RT application can of course restart cRIO when needed, but we have thorough logging of that and I am sure it does not happen. And none of it can shut down an application so that watchdog would later have to restart cRIO. All of the watchdogs are set to restart complete system, so it cannot be malfunction of that. 

 

LabVIEW error logs are not useful too. I will demostrate on and example. cRIO runs since 13th March. On 23rd, 2:04, it ran out of memory, restarted on 23rd, 2:13, and later, on 27th, 0:14 restarted randomly. Error log (13th to 23rd March) says:

 

####
#Date: Fri, Mar 13, 2020 09:50:36 AM
#OSName: Linux
#OSVers: 4.14.87-rt49-cg-7.1.0f0-xilinx-zynq-41
#OSBuild: 265815
#AppName: lvrt
#Version: 19.0
#AppKind: AppLib
#AppModDate: 


InitExecSystem() call to GetCurrProcessNumProcessors() reports: 2 processors
InitExecSystem() call to GetNumProcessors()            reports: 2 processors
InitExecSystem()                                      will use: 2 processors
starting LV_ESys1248001a_Thr0 , capacity: 24 at [3666937837.99443293, (09:50:37.994433000 2020:03:13)]
starting LV_ESys2_Thr0 , capacity: 24 at [3666937838.69144917, (09:50:38.691449000 2020:03:13)]
starting LV_ESys2_Thr1 , capacity: 24 at [3666937838.69144917, (09:50:38.691449000 2020:03:13)]
starting LV_ESys2_Thr2 , capacity: 24 at [3666937838.69144917, (09:50:38.691449000 2020:03:13)]
starting LV_ESys2_Thr3 , capacity: 24 at [3666937838.69144917, (09:50:38.691449000 2020:03:13)]
starting LV_ESys2_Thr4 , capacity: 24 at [3666937838.69144917, (09:50:38.691449000 2020:03:13)]
starting LV_ESys2_Thr5 , capacity: 24 at [3666937838.69144917, (09:50:38.691449000 2020:03:13)]
starting LV_ESys2_Thr6 , capacity: 24 at [3666937838.69144917, (09:50:38.691449000 2020:03:13)]
starting LV_ESys2_Thr7 , capacity: 24 at [3666937838.69144917, (09:50:38.691449000 2020:03:13)]
Thread consumption suspected: 1 Try starting 1 threads
starting LV_ESys2_Thr8 , capacity: 24 at [3666945683.47829294, (12:01:23.478293000 2020:03:13)]
Thread consumption suspected: 5 Try starting 1 threads
starting LV_ESys2_Thr9 , capacity: 24 at [3667773845.43022680, (02:04:05.430227000 2020:03:23)]

 

Note the thread consumption that happenned few minutes before restart, probably at app shutdown.

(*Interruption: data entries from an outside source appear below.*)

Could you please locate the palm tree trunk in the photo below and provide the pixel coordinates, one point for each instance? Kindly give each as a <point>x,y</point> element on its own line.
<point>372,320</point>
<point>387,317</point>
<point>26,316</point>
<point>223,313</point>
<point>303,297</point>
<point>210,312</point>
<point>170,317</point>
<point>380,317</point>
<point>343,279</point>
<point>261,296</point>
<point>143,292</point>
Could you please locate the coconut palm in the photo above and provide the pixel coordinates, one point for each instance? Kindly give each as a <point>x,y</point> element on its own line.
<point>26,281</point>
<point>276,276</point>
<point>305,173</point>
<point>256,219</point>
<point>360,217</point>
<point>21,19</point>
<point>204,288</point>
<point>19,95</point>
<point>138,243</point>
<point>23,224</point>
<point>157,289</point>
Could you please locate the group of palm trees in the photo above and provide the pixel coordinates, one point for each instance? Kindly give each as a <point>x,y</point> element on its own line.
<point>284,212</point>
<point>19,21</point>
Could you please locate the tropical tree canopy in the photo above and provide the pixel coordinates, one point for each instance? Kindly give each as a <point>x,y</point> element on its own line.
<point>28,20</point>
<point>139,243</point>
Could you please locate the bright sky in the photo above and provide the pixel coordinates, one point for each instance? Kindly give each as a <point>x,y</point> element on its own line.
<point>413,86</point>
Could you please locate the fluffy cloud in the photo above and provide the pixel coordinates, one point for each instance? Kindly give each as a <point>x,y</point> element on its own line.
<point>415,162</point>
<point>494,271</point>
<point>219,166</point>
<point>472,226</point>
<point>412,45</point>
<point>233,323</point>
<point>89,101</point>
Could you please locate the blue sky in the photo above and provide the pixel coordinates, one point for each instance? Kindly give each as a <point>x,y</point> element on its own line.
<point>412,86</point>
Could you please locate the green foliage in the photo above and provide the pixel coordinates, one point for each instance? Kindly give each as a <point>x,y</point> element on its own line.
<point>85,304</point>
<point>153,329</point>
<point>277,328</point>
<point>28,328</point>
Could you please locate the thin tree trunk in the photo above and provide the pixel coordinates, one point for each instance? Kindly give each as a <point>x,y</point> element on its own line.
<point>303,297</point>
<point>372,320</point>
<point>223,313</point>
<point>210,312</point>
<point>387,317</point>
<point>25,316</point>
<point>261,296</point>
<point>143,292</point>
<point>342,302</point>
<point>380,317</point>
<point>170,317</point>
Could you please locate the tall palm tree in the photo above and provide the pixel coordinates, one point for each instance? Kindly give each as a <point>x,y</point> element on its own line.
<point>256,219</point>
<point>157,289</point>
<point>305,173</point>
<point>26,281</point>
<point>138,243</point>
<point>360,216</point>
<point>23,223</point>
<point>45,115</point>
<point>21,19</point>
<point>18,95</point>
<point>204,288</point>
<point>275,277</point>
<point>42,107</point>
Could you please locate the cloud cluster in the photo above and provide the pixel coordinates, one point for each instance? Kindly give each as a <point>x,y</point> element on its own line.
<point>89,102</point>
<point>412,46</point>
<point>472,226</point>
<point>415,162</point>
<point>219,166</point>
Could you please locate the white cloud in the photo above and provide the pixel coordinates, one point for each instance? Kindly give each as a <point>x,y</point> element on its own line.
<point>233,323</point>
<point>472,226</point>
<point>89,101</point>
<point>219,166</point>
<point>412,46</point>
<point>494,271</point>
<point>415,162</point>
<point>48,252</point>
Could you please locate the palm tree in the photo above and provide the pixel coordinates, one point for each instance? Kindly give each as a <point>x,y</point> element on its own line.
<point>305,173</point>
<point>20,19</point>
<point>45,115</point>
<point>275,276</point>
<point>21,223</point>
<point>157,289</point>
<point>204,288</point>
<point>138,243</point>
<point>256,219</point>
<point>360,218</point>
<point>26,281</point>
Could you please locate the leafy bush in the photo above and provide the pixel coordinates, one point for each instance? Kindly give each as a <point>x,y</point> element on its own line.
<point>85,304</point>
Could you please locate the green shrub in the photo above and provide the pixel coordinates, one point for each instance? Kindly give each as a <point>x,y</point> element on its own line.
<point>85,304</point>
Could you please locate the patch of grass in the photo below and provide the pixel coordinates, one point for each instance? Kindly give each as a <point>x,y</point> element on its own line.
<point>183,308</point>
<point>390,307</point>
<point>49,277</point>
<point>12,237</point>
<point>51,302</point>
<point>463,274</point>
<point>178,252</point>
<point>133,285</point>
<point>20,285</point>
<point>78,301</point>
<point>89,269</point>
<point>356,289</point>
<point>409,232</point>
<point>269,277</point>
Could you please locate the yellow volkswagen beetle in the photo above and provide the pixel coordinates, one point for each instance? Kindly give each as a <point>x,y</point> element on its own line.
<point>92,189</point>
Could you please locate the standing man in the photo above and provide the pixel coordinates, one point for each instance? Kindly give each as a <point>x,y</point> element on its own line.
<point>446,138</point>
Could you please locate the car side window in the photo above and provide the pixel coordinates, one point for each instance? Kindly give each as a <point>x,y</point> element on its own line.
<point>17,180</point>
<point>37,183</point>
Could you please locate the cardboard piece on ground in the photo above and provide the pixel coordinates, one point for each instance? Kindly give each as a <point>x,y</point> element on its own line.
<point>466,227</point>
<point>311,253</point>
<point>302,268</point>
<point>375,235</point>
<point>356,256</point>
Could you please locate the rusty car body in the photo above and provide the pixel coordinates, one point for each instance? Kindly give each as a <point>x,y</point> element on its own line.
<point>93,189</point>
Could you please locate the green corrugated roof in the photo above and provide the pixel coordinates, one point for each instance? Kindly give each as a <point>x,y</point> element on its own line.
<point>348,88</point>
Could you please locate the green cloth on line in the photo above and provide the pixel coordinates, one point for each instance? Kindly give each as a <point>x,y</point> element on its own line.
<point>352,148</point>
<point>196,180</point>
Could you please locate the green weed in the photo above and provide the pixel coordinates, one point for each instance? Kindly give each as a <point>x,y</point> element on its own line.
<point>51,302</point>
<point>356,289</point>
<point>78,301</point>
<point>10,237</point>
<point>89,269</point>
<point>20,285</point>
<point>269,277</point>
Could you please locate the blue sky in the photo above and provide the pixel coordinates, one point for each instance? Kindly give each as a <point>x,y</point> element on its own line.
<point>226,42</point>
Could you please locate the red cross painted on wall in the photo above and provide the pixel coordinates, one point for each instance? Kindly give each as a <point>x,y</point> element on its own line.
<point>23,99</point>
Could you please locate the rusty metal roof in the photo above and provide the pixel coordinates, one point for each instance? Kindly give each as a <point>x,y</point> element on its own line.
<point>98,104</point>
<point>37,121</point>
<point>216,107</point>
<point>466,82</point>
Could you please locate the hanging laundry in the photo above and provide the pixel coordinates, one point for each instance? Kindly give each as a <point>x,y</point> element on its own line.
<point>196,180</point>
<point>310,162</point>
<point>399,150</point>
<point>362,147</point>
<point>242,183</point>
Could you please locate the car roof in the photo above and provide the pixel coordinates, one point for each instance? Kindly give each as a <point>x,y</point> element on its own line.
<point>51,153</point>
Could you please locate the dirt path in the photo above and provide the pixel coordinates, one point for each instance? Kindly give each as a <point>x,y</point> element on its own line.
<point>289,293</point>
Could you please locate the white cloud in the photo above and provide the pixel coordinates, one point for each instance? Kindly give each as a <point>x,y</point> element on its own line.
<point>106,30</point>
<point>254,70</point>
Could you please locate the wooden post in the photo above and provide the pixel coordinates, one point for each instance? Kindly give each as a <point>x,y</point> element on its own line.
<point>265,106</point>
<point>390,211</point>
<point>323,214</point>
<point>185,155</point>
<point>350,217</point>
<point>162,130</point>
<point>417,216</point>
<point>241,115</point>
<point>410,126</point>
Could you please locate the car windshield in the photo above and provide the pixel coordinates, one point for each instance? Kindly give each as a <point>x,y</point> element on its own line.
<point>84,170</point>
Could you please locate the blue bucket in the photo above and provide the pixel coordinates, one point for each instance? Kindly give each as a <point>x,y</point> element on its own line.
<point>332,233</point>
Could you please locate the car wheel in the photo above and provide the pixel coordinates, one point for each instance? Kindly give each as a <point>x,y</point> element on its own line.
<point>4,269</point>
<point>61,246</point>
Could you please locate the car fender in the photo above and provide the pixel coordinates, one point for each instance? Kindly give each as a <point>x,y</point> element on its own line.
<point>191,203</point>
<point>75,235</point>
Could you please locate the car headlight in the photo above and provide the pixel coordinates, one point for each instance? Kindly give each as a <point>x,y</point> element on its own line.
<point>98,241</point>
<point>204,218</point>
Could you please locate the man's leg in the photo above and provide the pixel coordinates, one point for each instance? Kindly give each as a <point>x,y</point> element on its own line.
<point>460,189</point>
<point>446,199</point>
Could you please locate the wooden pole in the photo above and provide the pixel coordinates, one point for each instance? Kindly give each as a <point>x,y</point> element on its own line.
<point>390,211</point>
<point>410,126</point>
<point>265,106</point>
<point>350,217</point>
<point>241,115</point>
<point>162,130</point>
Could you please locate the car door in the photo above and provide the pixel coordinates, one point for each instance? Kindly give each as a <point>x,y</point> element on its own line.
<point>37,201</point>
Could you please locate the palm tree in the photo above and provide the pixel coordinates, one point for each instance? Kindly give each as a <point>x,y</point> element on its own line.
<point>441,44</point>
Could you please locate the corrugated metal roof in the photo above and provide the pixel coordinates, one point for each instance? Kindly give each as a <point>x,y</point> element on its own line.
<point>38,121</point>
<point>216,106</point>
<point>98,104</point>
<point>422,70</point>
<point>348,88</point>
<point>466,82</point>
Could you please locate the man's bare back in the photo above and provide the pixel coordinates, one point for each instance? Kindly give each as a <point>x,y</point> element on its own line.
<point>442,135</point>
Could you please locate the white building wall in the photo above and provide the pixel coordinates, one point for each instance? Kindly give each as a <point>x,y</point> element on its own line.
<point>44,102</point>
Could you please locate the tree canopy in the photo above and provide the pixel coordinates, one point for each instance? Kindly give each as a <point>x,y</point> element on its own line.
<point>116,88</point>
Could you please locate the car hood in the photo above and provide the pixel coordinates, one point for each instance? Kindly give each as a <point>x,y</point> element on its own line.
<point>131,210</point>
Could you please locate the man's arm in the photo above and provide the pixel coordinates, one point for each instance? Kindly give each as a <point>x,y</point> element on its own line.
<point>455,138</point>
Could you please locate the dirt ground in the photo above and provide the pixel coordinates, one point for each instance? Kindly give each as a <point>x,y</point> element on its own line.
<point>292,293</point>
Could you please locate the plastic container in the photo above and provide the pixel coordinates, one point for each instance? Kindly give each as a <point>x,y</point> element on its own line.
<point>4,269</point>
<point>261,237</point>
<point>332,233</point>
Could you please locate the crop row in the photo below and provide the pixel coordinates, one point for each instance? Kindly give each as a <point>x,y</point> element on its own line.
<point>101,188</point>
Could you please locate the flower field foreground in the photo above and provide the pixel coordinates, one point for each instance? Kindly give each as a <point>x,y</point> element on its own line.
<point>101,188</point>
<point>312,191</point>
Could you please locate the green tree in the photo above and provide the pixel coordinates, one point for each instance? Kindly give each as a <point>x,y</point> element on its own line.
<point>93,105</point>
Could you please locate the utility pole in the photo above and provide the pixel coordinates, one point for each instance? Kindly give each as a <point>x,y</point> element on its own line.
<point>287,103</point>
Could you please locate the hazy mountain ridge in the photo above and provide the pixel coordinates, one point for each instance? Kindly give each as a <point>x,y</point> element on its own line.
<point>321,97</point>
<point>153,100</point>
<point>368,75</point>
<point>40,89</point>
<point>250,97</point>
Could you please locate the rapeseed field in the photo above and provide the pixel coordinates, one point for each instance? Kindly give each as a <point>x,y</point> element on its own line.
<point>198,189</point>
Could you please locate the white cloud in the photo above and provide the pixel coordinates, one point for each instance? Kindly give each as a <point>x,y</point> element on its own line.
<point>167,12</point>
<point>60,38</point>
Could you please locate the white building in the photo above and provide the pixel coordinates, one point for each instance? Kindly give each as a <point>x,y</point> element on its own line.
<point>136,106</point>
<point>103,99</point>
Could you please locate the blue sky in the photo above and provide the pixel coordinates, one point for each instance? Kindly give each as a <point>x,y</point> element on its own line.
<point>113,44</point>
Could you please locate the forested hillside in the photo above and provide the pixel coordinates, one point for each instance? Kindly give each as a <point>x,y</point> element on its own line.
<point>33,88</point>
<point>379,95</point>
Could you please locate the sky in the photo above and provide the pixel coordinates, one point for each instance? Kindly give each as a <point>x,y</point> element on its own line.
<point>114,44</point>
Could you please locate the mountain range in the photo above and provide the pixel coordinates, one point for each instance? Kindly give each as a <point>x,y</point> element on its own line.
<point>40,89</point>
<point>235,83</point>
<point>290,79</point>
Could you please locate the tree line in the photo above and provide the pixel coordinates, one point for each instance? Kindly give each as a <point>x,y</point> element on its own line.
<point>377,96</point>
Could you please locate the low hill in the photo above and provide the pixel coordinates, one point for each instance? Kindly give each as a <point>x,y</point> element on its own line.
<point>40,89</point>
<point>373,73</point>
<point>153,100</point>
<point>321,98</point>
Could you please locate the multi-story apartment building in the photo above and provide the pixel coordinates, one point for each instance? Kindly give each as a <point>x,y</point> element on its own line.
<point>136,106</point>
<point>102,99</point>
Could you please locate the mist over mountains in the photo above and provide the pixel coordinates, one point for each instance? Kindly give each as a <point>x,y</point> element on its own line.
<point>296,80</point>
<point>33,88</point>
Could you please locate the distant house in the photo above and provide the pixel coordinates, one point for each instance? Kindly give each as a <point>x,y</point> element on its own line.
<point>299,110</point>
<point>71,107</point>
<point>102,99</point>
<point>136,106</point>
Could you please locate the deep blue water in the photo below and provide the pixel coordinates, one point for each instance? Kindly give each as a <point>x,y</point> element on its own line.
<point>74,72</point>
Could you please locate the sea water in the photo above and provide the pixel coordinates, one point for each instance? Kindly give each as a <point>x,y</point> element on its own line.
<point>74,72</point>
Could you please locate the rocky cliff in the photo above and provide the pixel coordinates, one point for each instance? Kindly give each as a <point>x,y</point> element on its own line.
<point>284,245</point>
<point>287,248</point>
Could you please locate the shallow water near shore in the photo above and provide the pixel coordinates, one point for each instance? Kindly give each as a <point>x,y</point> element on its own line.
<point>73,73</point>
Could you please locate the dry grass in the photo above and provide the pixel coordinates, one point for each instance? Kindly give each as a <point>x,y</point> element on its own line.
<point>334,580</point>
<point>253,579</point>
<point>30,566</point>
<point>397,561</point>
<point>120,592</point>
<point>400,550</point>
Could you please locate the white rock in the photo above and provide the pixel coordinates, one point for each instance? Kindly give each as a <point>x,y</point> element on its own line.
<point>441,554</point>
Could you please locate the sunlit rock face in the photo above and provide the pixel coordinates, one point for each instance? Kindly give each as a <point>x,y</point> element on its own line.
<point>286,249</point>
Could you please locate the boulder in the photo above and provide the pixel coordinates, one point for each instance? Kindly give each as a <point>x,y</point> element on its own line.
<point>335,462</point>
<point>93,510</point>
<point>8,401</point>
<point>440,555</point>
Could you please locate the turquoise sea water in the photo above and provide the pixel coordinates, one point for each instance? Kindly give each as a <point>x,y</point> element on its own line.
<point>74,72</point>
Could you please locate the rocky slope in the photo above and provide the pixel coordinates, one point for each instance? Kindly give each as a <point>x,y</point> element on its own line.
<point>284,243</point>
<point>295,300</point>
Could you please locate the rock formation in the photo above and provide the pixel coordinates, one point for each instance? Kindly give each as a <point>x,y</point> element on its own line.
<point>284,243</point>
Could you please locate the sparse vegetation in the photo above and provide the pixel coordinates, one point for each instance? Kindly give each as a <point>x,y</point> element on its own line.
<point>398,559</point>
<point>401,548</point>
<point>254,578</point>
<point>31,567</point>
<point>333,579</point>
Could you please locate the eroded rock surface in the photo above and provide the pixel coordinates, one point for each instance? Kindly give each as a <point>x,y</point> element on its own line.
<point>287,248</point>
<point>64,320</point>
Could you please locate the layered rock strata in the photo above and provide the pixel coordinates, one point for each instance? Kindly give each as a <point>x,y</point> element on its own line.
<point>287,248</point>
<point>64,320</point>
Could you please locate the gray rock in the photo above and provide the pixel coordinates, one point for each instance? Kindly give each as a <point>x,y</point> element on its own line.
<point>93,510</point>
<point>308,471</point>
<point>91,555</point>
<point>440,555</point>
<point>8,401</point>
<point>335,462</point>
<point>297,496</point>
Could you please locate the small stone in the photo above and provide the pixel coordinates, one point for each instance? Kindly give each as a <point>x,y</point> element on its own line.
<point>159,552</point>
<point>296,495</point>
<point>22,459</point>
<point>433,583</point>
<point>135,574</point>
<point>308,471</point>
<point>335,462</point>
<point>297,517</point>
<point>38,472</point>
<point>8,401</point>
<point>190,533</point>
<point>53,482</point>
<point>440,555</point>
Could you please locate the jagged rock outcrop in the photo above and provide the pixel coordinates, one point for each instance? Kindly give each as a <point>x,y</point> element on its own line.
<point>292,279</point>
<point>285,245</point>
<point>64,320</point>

This is expected result.

 

Newer log file (23rd to 27th) is the same but there is no thread consumption message. 

 

kern.log - on 23rd and 27th the same output, the errors are usual for every startup. Nothing else is there:

2020-03-23T02:13:00.807+00:00 NI-cRIO-9067-01cc3b38 kernel: [    2.567323] Warning: unable to open an initial console.
2020-03-23T02:13:00.810+00:00 NI-cRIO-9067-01cc3b38 kernel: [    6.664650] ubi0 error: ubi_open_volume: cannot open device 0, volume 2, error -16
2020-03-23T02:13:00.810+00:00 NI-cRIO-9067-01cc3b38 kernel: [    6.705092] ubi1 error: ubi_open_volume: cannot open device 1, volume 0, error -16 
2020-03-27T00:14:26.872+00:00 NI-cRIO-9067-01cc3b38 kernel: [    2.536430] Warning: unable to open an initial console.
2020-03-27T00:14:26.875+00:00 NI-cRIO-9067-01cc3b38 kernel: [    7.158970] ubi0 error: ubi_open_volume: cannot open device 0, volume 2, error -16
2020-03-27T00:14:26.875+00:00 NI-cRIO-9067-01cc3b38 kernel: [    7.205540] ubi1 error: ubi_open_volume: cannot open device 1, volume 0, error -16 

All of it happens repeatedly on 9067 and 9064, both were formatted and reinstalled and the problem still persists. What are the ways to debug such problem, or what might cause it? Any ideas? Thank you.

0 Kudos
Message 1 of 6
(2,749 Views)

Since I have to guess, probably your "quite intense data acquisition" routine is getting a little bit "out of whack".  I'm going to assume it is coded as something resembling a State Machine (so a QMH, a series of interacting loops, etc.).

 

Working with an older (and much slower) PXI system using the LabVIEW Real-Time Module, I also encountered situations when the system errored out and forced a PXI shutdown/restart.  As part of my data logging (on the Host), I was saving "Events", time-stamped as "milliseconds since Start of Program" (so I had about 7 weeks before the clock "rolled over") from both the Host and the RT Target.  I initially logged (among other things) State Machine Transitions, so I at least got a clue where the RT code was around the time of the "unexpected behavior".

 

In one case, I added some additional "Debug logs" (I don't remember whether they were passed to the Host or saved on the Remote), designed to "trap" details that seemed to be related to the anomalous response.  As often as not, it was a "wiring Error" of mine that had code where the wires "looked OK", but the wire didn't really go to the terminal where it was apparently connected.  [A simple example is putting a VI with Error In/Error Out on an existing Error Line and wiring (only) Error In to the input terminal -- if this VI throws an Error and produces nonsense, no Error Out is recorded, and the rest of the code is "uninformed"].

 

Bob Schor

0 Kudos
Message 2 of 6
(2,727 Views)

@Thomas444 wrote:

What are the ways to debug such problem, or what might cause it? Any ideas? Thank you.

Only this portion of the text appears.